The next thing you need to do is educate your staff why you are better than other offices. You cannot assume they know this and it makes a difference. I recently had an interview with an optician from another office, and she outlined some issues she was having at her current job. I took note and shared these things with my staff. I let them know that what we do is not the norm. We go above and beyond in what we do and how we do it. I do this with our customer service policies, but also with the products and services we offer. 


#3: Train (listening/communication)

Once you have defined your standards and educated your staff on why you are better than your competition, you need to train them to provide great service. Training is a never ending process and you have to make sure it does not get lost in the day to day grind. Make sure it's consistent and make sure you emphasize the ability to listen. Too often we want to jump in and offer a solution without fully hearing the problem. Great customer service starts with hearing the entire problem and then and only then, offering the solution.


#4: Give power

It is one thing to listen and hear the problems your patients may have. It is a completely different thing to be able to fix the problem. If your staff has no power to help patients, you are going to get complaints. They will not trust your staff and constantly want to talk to “someone that can help” or “the person in charge”. Set a standard such as if the problem can be fixed for $300 or less, then just do it. Or give your staff the ability to handle 90-95% of the issues that come across their desk without intervention. This will give them greater job satisfaction and increase customer service.


#5: Real Life Scenarios 

When conducting office meetings or training sessions, make sure to use real world examples that have happened in your office to teach the behavior you want and the behavior you do not want. This can be general and broad in regards to who was involved as you are not calling any individual out, but you want to make sure you reinforce the good and eliminate the bad!


#6: Feedback

You have to be involved in your office, or at least make sure your manager is involved in the office’s day-to-day happenings. Make sure you compliment the things you see that you want to keep happening. I advise you to do this publicly. The other staff will want the same praise and do what they can to get the same recognition. This is great to do in the moment and bring back up in your office meeting.

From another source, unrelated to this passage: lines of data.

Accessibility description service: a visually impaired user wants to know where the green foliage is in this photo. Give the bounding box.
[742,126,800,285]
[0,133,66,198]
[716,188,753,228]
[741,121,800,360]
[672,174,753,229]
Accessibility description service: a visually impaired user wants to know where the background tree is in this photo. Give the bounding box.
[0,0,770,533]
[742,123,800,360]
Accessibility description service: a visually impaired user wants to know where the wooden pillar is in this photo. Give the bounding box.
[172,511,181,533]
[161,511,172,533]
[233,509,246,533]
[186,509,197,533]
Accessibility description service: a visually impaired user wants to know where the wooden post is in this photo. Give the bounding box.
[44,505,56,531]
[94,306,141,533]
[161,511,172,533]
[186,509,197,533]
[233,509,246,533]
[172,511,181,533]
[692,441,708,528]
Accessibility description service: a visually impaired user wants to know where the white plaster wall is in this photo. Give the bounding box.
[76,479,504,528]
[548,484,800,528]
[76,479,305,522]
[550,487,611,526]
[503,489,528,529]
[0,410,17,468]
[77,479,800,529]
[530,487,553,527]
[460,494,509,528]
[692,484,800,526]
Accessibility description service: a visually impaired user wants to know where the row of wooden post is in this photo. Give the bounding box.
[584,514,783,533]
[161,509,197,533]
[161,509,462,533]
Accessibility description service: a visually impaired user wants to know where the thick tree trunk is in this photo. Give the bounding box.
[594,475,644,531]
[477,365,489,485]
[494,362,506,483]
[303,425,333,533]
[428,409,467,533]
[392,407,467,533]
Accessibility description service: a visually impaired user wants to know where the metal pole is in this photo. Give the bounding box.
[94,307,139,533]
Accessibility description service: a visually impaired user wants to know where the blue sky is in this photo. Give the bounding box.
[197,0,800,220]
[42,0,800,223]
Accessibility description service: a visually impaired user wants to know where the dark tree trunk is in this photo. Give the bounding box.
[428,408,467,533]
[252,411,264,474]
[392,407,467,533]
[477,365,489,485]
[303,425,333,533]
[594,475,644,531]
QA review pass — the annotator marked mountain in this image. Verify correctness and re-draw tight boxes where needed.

#7: Highlight the positive feedback

In that same vein, make sure to let your staff know if a patient makes a positive comment, you get a good review, or someone sends a thank you card. We know this happens, but in the hustle and bustle of running an office, we can forget to relay these positive messages. Believe me, the good will help you fight through the day-to-day grind, make sure your staff gets those positive affirmations as well.


There you have it in a nutshell! Make sure you do not let the little things slide. Set your standards and hold your staff accountable. Your patients will thank you!